Para entonces, yo tenía quince años y fui a vivir con una familia de acogida temporal durante aproximadamente un año. Fue entonces cuando ocurrió el quinto milagro. Mientras paseaba en trineo con dos amigos, conocí a una familia SUD que tenía dos hijas muy agradables. Durante el viaje a casa, una de las hijas dijo en voz alta: “Creo que el Señor quiere que adoptemos a Ephrem Smith”. Sorprendentemente, los otros tres miembros de la familia también habían recibido la misma inspiración. El padre hizo los arreglos con el Departamento de Servicios de Asistencia Social y poco después me mudé a mi nuevo hogar. Desde un principio, mi increíble nuevo padre me permitió usar mi albedrío. Por ejemplo, me explicó que su familia iba a la Iglesia los domingos pero me permitió elegir ir con ellos o quedarme en casa; y dijo que seguirían amándome si yo decidía no ir a la Iglesia. Escogí asistir a la Iglesia, y desde entonces he tomado muchas otras decisiones rectas.
El sexto milagro se efectuó cuando recibí un testimonio del Evangelio. Un domingo, estaba sentado en la reunión sacramental cantando “Asombro me da” (Himnos, nro. 118). Grandes lágrimas comenzaron a rodar por mis mejillas cuando recibí un testimonio personal de que Jesús es el Cristo y de que la Iglesia es Su Iglesia.

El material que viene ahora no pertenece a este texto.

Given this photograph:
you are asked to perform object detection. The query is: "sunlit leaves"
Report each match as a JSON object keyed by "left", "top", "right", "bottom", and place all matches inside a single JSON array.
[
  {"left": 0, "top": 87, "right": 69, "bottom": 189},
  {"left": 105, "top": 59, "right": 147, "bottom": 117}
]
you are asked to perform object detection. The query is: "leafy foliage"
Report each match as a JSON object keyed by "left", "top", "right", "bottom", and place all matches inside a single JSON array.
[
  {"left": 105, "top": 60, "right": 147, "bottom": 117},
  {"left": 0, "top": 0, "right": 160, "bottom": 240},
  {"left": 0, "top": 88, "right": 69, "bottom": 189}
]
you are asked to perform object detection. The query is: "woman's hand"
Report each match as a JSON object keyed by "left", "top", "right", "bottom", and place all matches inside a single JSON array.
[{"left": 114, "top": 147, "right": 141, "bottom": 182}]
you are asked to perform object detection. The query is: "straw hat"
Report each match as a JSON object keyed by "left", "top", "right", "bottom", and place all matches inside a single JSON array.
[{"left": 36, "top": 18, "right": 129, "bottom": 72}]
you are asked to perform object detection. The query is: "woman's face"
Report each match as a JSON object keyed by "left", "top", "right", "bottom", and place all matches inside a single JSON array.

Finalmente, nueve años más tarde, ¡sabía la manera de llegar a ser como aquellos misioneros! Para esa época, los misioneros podían salir a la misión a los dieciocho años, pero los trámites de mi adopción aún no se habían finalizado. Esperé siete largos meses hasta que la adopción se completó. Por fin podía enviar mis papeles misionales. Cuatro días después recibí mi llamamiento misional. En tan solo una semana, el Señor me bendijo con la documentación definitiva de adopción y con mi llamamiento. ¡Atesoro muchísimo los dos documentos! Son mi séptimo milagro. Sí, de hecho, fueron necesarios muchos milagros a lo largo del camino para llegar desde aquella choza de lodo en Etiopía a mi atesorada misión.